HOAs and Over the Hedge
If your eye just twitched a bit, then you know what I am talking about. HOAs or Homeowners Associations were made famous (in my opinion) by that classic Dreamworks movie, Over the Hedge. In the movie, the HOA was a villainous force bent on, well, nothing that really applies to us here, but I think that was my first run-in with the idea of HOAs.
Full disclaimer: Hammy the Squirrel may be my spirit animal.
I did research for this article to confirm my life experiences and found various articles about HOAs suing or being sued, so I think it is safe to assume they are a contentious bunch if ignored.
So what do you need to know about HOAs and swing sets?
A big disclaimer: you MUST research your own HOA. I read over a few HOA guidelines, and while most are very similar, your HOA may have its own unique regulations. What I do know from my years of selling swing sets is that doing your research and playing by their rules saves everyone many headaches.
Because each HOA may be different, the goal of this post is not to be an exhaustive guide but rather preparatory. Let’s get arm you with a bit of foreknowledge, so you know what you are getting into and sound like you know what you are doing when you contact your HOA.
HOA Common Requirements
Most of the requirements that an HOA places on a homeowner looking to get a swing set has to do with the visual effect it has on the surrounding properties. The HOA doesn’t want a bunch of cheap, gaudy swing sets lowering the curb appeal around their neighborhood. Below are some of the most common requirements HOAs enforce to meet that goal.
Most HOAs require the playset to have a muted color scheme. No bright, flashy colors can be used in the construction of the set, and any colorful accessories need to be kept at a minimum.
Most HOAs have a list of acceptable materials for swing set construction. Some HOAs ban all but wood swing sets and only allow certain types of wood. Some HOAs are pretty lenient on what material is used, but all HOAs don’t want a cheap, ugly-looking playset.
Virtually all HOAs guidelines I have read or worked with have required the playset to be in the backyard. Not the front, not even the sideyard, but the further in the back, the better.
HOAs tend to have strict guidelines on how close to a fence or property line you can place a swing set. That will need to be taken into consideration when designing a custom set.
Size and Heights Restrictions
Most HOAs have guidelines on how big the playset can be or how tall it stretches. Most of our swing sets can fit into the guidelines, but if you are looking for a 7’ tall tower, you MUST check with your HOA’s height restrictions. It’s not like they will ignore that tall tower that just showed up one day.
HOAs have an application process that you will have to play nice with. Most require photographs with your yard marked showing the swing set’s location and a spec sheet or drawing of the swing set to scale. We can provide you with the drawing of your swing set with your color choice. Just ask.
The application process can take a bit, so if your thinking about getting a swing set this spring, don’t let your HOA hold up the fun. Get started on it early.
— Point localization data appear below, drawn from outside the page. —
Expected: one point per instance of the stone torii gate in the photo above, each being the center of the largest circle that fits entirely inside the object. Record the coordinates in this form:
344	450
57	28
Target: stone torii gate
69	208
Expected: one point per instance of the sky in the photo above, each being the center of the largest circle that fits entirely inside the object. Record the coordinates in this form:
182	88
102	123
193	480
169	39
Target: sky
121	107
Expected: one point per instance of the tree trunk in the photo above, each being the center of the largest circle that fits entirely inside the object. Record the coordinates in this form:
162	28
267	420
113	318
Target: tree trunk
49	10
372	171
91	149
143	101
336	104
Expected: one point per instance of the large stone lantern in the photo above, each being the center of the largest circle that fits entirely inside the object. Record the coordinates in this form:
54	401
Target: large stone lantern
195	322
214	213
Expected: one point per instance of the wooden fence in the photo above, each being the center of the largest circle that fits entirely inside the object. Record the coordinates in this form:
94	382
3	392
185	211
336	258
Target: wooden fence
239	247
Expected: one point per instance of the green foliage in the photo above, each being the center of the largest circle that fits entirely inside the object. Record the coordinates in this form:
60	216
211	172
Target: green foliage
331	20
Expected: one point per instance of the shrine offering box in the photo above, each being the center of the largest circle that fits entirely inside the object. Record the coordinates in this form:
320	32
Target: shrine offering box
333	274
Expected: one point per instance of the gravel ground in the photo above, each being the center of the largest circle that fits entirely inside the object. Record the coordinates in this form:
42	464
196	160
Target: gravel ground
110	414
I know, I know, I hate paperwork, too.
If you are planning on putting any vegetation to help screen the set and give you some privacy, most HOAs will want to know about that as well.
What we have learned through the years is that trying to sneak something by an HOA is never a good idea. They are an alert bunch. Comply with their requests, deal with the annoyances, and avoid drama. It is your responsibility to ensure your swing set meets your HOA’s requirements; we are here to help you with drawings and spec sheets as needed.